2.3. Human Subject Testing

The purpose of the human subject testing was to execute a feasibility study towards the efficacy of the glove within real life applications. Specifically, the implementation of the extension metal layer was evaluated to test if it outputs a sufficient extensive force to return the participants hand to perform repetitive motion therapy. To implement human subject testing, an Institutional Review Board (IRB) application was submitted and approved (#5258) before testing. The testing parameters included only test subjects without history of neuromuscular disability, stroke, hand injury, or hand impairment between 18 to 60 years of age. The participants placed their wrist at a neutral support position over a raised platform where their hand hung off the edge of the platform. Their hands were kept in pronation for all trials and instructed to leave their hand at rest when not actively moving their finger during the ROM trials. The testing consisted of five trials. These five trials were executed in varying order as to remove influence involving the fatigue or stretching of the participant’s hand during the trials. In each trial, a Unity code was utilized to provide prompts or input values to the control system in which each of the five fingers was prompted five times in random order.

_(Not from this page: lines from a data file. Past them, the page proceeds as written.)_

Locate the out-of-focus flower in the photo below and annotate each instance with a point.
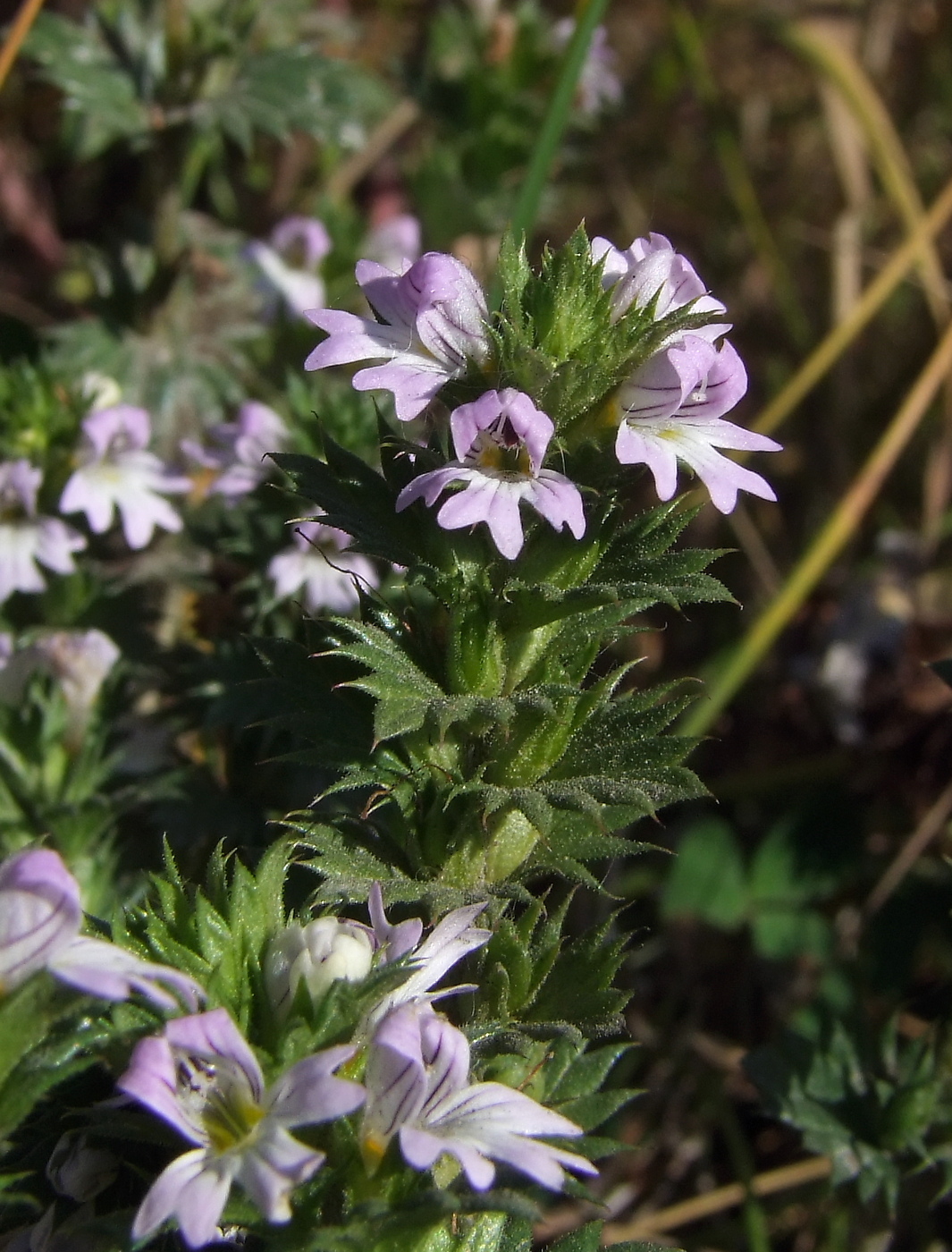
(102, 391)
(202, 1077)
(418, 1088)
(289, 262)
(115, 472)
(27, 538)
(598, 85)
(394, 243)
(672, 410)
(322, 565)
(40, 917)
(323, 952)
(651, 271)
(79, 1171)
(501, 442)
(239, 460)
(433, 321)
(79, 660)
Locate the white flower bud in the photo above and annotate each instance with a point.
(320, 953)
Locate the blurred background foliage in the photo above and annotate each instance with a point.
(791, 969)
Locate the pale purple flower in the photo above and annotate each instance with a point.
(651, 271)
(320, 563)
(115, 471)
(40, 918)
(433, 322)
(27, 538)
(598, 85)
(451, 939)
(672, 410)
(394, 243)
(202, 1077)
(501, 442)
(418, 1089)
(238, 460)
(323, 952)
(289, 262)
(79, 660)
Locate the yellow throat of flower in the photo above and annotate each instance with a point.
(229, 1118)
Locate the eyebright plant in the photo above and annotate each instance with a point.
(416, 1051)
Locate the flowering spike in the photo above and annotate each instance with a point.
(433, 321)
(202, 1079)
(418, 1089)
(501, 441)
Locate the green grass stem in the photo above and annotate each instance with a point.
(553, 127)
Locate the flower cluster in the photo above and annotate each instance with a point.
(432, 327)
(202, 1077)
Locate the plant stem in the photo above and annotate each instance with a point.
(827, 352)
(16, 34)
(812, 1170)
(737, 175)
(838, 529)
(527, 207)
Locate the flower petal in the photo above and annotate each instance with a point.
(307, 1093)
(39, 913)
(215, 1035)
(273, 1168)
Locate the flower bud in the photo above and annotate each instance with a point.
(320, 953)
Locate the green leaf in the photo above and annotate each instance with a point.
(707, 880)
(100, 91)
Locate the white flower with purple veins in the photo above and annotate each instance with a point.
(289, 262)
(115, 472)
(432, 323)
(451, 939)
(40, 917)
(238, 461)
(202, 1077)
(672, 410)
(418, 1089)
(651, 271)
(320, 565)
(501, 442)
(27, 538)
(598, 85)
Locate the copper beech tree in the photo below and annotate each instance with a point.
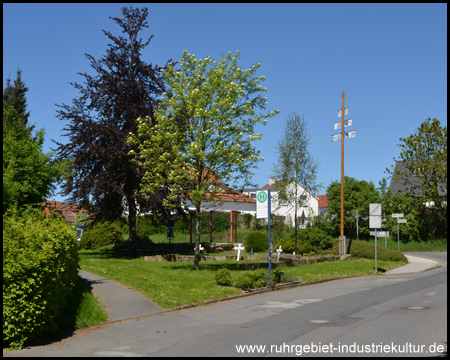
(123, 88)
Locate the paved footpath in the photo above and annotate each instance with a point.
(119, 301)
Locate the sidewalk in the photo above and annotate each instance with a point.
(415, 264)
(119, 301)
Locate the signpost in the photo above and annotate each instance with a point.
(239, 248)
(263, 212)
(279, 251)
(356, 215)
(399, 221)
(375, 223)
(343, 135)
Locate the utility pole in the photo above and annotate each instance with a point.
(349, 134)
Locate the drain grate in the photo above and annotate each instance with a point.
(320, 321)
(416, 308)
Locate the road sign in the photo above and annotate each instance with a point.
(375, 216)
(380, 233)
(397, 215)
(262, 204)
(337, 125)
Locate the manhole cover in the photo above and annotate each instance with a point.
(416, 308)
(321, 321)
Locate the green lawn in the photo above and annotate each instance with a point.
(173, 284)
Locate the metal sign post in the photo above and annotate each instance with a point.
(263, 212)
(343, 135)
(398, 216)
(375, 223)
(356, 214)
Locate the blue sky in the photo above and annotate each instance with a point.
(389, 59)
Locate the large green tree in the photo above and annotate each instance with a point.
(123, 88)
(29, 174)
(358, 195)
(424, 155)
(295, 172)
(15, 96)
(204, 130)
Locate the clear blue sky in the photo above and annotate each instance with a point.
(389, 59)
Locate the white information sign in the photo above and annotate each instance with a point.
(262, 204)
(397, 215)
(375, 216)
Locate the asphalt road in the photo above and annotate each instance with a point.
(384, 315)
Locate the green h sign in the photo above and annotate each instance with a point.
(262, 204)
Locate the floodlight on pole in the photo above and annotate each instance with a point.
(343, 135)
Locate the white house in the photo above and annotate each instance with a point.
(284, 209)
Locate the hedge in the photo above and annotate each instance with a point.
(40, 262)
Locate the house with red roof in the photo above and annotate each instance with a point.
(68, 211)
(286, 210)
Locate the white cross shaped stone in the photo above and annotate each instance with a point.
(279, 251)
(239, 248)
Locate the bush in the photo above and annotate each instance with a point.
(100, 235)
(257, 241)
(364, 249)
(223, 277)
(40, 261)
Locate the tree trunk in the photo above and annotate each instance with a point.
(197, 238)
(132, 231)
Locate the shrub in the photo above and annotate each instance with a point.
(100, 235)
(223, 277)
(257, 241)
(364, 249)
(40, 261)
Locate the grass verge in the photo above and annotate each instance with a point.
(173, 284)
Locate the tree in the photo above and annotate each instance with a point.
(123, 89)
(204, 130)
(296, 166)
(424, 155)
(29, 174)
(15, 96)
(358, 194)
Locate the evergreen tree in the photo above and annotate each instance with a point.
(15, 96)
(29, 175)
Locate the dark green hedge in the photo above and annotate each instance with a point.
(258, 241)
(364, 249)
(40, 262)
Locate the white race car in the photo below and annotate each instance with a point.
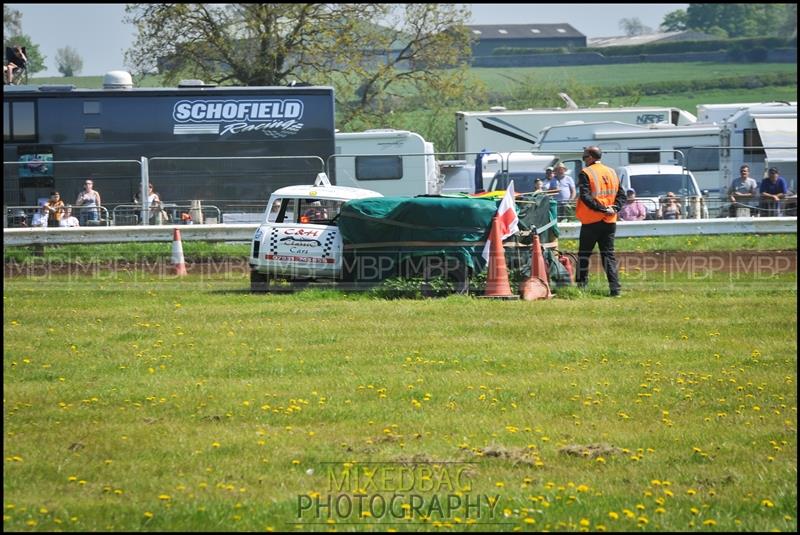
(298, 238)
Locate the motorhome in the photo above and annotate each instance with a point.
(391, 162)
(504, 130)
(716, 113)
(627, 144)
(761, 136)
(653, 182)
(178, 129)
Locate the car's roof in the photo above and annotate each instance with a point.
(326, 192)
(653, 169)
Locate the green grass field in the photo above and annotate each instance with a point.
(144, 403)
(614, 75)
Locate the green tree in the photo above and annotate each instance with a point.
(634, 26)
(12, 21)
(739, 20)
(371, 66)
(69, 61)
(674, 21)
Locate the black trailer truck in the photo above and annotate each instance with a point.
(46, 125)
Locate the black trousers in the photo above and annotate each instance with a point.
(602, 234)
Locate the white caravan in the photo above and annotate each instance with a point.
(391, 162)
(761, 136)
(627, 144)
(503, 130)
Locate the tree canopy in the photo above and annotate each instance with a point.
(69, 61)
(736, 20)
(371, 65)
(12, 35)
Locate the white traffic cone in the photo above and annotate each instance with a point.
(177, 254)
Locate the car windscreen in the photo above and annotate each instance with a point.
(523, 182)
(660, 185)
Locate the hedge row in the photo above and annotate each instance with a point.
(680, 86)
(711, 45)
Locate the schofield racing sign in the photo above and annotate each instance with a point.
(276, 118)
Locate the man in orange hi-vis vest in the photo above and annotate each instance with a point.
(600, 197)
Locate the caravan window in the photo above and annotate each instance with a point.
(752, 139)
(698, 159)
(644, 157)
(379, 167)
(660, 185)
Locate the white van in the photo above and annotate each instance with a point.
(298, 237)
(652, 182)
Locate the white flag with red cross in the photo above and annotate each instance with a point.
(506, 217)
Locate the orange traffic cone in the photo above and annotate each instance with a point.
(497, 284)
(537, 286)
(177, 254)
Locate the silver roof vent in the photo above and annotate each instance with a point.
(194, 83)
(117, 80)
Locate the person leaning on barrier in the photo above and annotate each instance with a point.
(601, 197)
(772, 190)
(55, 209)
(89, 201)
(632, 210)
(153, 205)
(670, 208)
(743, 189)
(69, 220)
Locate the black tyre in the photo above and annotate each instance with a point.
(259, 282)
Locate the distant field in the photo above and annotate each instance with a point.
(612, 75)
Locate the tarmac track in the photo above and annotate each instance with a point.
(740, 263)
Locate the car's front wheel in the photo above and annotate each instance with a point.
(259, 282)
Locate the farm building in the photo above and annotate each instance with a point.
(488, 37)
(649, 39)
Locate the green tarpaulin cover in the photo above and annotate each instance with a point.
(391, 230)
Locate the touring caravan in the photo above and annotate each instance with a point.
(391, 162)
(761, 136)
(628, 144)
(507, 130)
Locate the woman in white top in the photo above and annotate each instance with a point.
(153, 205)
(89, 200)
(68, 220)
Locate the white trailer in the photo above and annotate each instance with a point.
(503, 130)
(627, 144)
(391, 162)
(761, 136)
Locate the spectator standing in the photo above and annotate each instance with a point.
(772, 190)
(601, 197)
(55, 209)
(670, 207)
(40, 217)
(632, 210)
(89, 201)
(152, 205)
(16, 60)
(565, 186)
(743, 189)
(69, 220)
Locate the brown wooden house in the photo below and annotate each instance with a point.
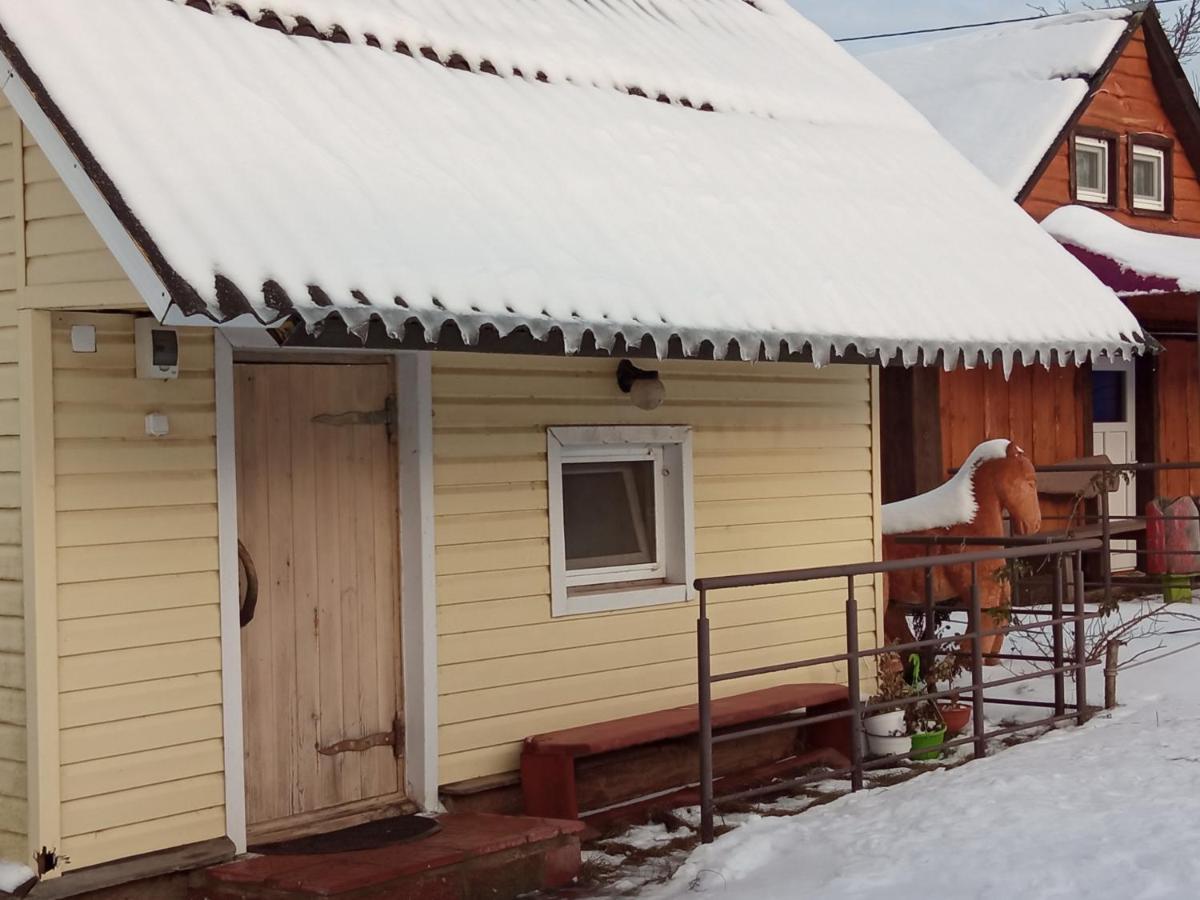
(1093, 111)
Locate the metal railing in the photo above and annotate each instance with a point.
(853, 658)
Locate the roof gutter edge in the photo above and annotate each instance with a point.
(95, 207)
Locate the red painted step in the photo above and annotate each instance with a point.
(473, 856)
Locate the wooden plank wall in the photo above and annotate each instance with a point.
(1179, 425)
(138, 598)
(1036, 407)
(13, 780)
(783, 478)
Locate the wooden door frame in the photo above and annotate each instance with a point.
(414, 444)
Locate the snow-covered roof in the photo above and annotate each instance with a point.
(948, 504)
(504, 163)
(1003, 94)
(1127, 259)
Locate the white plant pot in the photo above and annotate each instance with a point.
(888, 745)
(886, 725)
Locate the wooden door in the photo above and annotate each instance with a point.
(317, 511)
(1114, 435)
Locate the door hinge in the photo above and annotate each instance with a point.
(394, 738)
(385, 417)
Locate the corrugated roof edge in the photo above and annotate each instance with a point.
(337, 34)
(401, 321)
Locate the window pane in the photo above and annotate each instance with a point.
(1091, 169)
(1147, 183)
(1108, 396)
(609, 514)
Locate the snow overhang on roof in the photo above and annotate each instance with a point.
(1002, 95)
(504, 163)
(1129, 261)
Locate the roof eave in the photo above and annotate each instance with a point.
(87, 181)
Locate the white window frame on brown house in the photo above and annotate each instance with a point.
(627, 583)
(1161, 149)
(1105, 147)
(1155, 202)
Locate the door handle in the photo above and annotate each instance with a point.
(250, 599)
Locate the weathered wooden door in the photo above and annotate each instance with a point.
(317, 511)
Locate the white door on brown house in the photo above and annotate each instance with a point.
(1114, 435)
(317, 513)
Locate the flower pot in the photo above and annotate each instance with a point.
(886, 725)
(955, 715)
(928, 738)
(888, 744)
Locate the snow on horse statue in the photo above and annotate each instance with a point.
(996, 478)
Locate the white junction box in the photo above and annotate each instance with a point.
(155, 348)
(157, 425)
(83, 339)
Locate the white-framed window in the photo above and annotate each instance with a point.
(1147, 178)
(1092, 169)
(621, 516)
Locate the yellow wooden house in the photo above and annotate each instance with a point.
(335, 293)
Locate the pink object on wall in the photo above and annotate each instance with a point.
(1173, 537)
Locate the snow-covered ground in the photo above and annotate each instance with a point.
(1110, 810)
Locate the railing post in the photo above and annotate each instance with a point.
(929, 654)
(705, 685)
(1111, 654)
(1060, 677)
(976, 627)
(852, 684)
(1105, 539)
(1080, 645)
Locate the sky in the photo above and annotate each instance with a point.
(843, 18)
(846, 18)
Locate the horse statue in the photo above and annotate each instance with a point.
(996, 478)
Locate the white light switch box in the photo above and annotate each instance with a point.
(155, 348)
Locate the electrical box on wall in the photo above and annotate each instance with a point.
(156, 348)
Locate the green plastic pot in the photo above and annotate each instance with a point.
(1177, 588)
(928, 738)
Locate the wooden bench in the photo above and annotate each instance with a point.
(547, 761)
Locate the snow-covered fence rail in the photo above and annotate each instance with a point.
(1060, 552)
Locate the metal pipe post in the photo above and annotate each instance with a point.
(852, 683)
(975, 627)
(1060, 678)
(1111, 658)
(1107, 538)
(1080, 645)
(930, 654)
(705, 685)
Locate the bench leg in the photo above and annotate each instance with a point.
(835, 733)
(547, 784)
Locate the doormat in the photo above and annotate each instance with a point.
(370, 835)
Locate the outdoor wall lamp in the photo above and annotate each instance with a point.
(645, 388)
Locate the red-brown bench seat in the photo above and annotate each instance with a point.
(547, 761)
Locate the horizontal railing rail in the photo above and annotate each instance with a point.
(853, 657)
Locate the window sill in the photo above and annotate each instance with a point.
(1151, 213)
(600, 599)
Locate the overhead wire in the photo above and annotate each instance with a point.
(936, 29)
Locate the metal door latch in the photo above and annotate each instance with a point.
(394, 738)
(385, 417)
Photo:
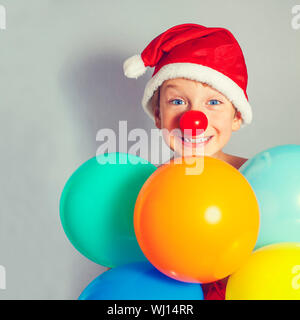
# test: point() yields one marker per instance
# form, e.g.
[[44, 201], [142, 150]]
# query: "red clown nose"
[[192, 122]]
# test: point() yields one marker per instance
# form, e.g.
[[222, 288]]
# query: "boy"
[[196, 68]]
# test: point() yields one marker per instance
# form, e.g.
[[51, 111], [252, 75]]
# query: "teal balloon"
[[97, 206], [274, 175], [139, 281]]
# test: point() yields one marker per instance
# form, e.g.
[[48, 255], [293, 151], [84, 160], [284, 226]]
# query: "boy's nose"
[[193, 122]]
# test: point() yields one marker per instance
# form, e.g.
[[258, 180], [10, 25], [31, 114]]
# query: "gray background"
[[61, 81]]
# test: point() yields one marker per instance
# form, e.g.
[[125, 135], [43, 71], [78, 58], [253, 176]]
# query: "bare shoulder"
[[236, 161]]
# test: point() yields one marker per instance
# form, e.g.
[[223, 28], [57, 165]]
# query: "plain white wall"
[[61, 80]]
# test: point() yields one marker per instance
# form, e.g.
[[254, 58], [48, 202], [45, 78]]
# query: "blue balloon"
[[139, 281], [274, 175]]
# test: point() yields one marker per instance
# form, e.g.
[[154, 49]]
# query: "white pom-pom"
[[134, 67]]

To ascertain the optimal position for testing 2 priorities were considered. The first was maximizing test results and the second was replicating the situation in which the pneumatic glove will foreseeably be used by post stroke patients. Finger movements occur around two main axes: flexion/extension and abduction/adduction [25]. Flexion is the act of bending or state of not straightened while extension is the opposite an unbending movement or straightened position [21]. Abduction is movement of a body part away from the median plane and adduction is the movement towards the median plane [21]. In addition to flexion/extension, abduction/adduction the thumb has an additional movement. The movement of opposition/reposition which mainly offers the hand an increase in grasping and manipulating a variety of objects [26].

The subject’s wrist was positioned in neutral to maximize a resting position and assist in allowing fingers to flex and extend independently of one another. The movements of the forearm are pronation/supination and are completed by the radio-ulnar complex, influenced by some specific shoulder positions. Supination, palm side facing the ceiling with the elbow flexed, was not as desirable an option as it may have impeded the pressure of the flex actuators. Pronation was also preferred as healthy hands approach most objects in pronation to grasp it.

To maximize the accuracy and consistency of the test results subjects were tested seated with their right shoulder slightly abducted and their elbow flexed resting on a box on a chair shown in the figure below. This combination of relaxed positions allowed test subjects to sit comfortably in a side chair and assisted in isolating the desired movements of individual finger flexion and extension. In anticipation of the eventual user, a post stroke patient the process of motor recovery was considered.

Stroke patients initially experience flaccid muscles, followed by the development of patterned muscle movements, or synergies [5,6,27,28]. Synergies could be defined as a spatial configuration of the hand shape that is common across the various tasks [6,25]. These synergies are how the affected hand relearns purposeful movements. As spasticity develops patients are drawn into various degrees of abnormal hand flexion and pronation making it difficult to extend fingers, hence the preferred position of finger flexion and forearm pronation. Ideally the pneumatic glove should replicate normal movement.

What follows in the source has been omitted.